Total observation length: **530 floats** (= ~2.1 KB per state).

### 3.1 Observation block breakdown

| Block | Dim | Description |
|---|---:|---|
| Player state | 15 | HP / max HP, energy, block, gold, floor, act, in-combat flags |
| Screen-type one-hot | 14 | NONE / MAP / EVENT / CHEST / SHOP / REST / ... / HAND_SELECT / GRID / GAME_OVER |
| Hand cards (10 slots × 16) | 160 | Per-card: identity, type, cost, upgrade, exhausts, damage/block, playable |
| Monsters (5 slots × 30) | 150 | Per-monster: HP/block/intent + 8-d identity embedding + 3 move-history IDs + 7 behavioral flags |
| Player powers | 20 | Strength, Dexterity, Vulnerable, Weak, Frail, Ritual, etc. |
| Monster powers (5 × 8) | 40 | Per-monster top powers (Strength, Vulnerable, ...) |
| Choice list features | 7 | Number/type-distribution of currently offered choices |
| Relics | 25 | Relic feature bag (presence + key-effect flags) |
| Potions (5 × 8) | 40 | Per-slot: id, target type, cost, presence, value flags |
| Deck profile | 20 | Card-type distribution, average cost, curse/status counts, upgrade ratio |
| Map lookahead | 39 | 4 next choices × (one-hot type + 3-floor BFS density) + 3 globals |
| **Total** | **530** | |

### 3.2 Monster knowledge base

The encoder includes a built-in database of all **66 STS1 monsters**. Each monster contributes:

- **Identity embedding (8-d):** unique deterministic fingerprint per monster ID (cached, L2-normalized).
- **Move history (3-d):** last move, second-to-last move, and current intent's move ID.
- **Behavioral flags (7-d):** binary flags for hidden mechanics that would otherwise take thousands of games to discover.
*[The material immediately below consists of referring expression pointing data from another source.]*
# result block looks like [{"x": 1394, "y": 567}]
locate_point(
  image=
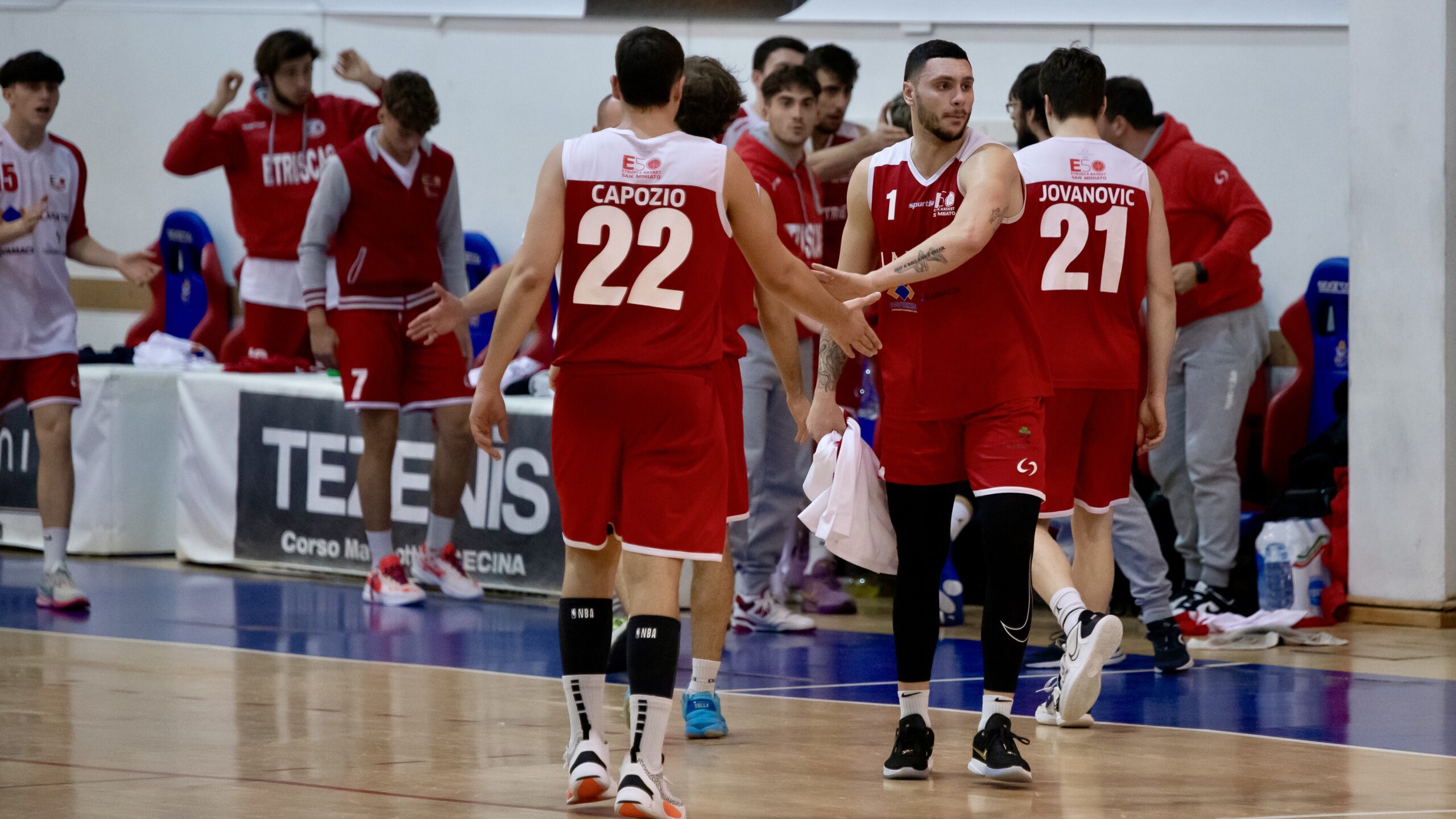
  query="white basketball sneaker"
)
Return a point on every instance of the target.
[
  {"x": 57, "y": 591},
  {"x": 589, "y": 779},
  {"x": 388, "y": 585},
  {"x": 766, "y": 613},
  {"x": 1049, "y": 713},
  {"x": 644, "y": 795},
  {"x": 1090, "y": 644},
  {"x": 445, "y": 570}
]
| Flag | Meaning | Example monsters |
|---|---|---|
| `enrages_on_skill` | Punishes skill cards | Gremlin Nob |
| `splits_low_hp` | Splits at ~50% HP | Slime Boss, Acid Slime L |
| `scales_strength` | Stacking strength buff | Cultist, Time Eater |
| `multi_attacker` | Multi-hit attack patterns | Hexaghost, Nemesis, Champ |
| `retaliates` | Reactive damage on hit | Spiker, Shelled Parasite |
| `escapes` | Can flee combat | Mugger, Looter, all gremlins |
| `spawns_minions` | Summons more enemies | **Gremlin Leader, Reptomancer, Bronze Automaton** |

The `spawns_minions` flag is the agent's primary signal for the "focus the spawner" strategy. It is paired with a strong reward bonus (see §5).

### 3.3 Map lookahead

Rather than encoding only the immediate map choice, the encoder runs a **breadth-first traversal of the next 3 floors** from each candidate node, counting reachable rooms by type (Monster, Elite, Rest, Shop, Unknown, Treasure). This lets the policy reason about path *consequences* (e.g., "this path leads to two elites and no rest") rather than only the next room.

---

## 4. Action Space

Total: **134 discrete actions**, with a legal-action mask computed each step.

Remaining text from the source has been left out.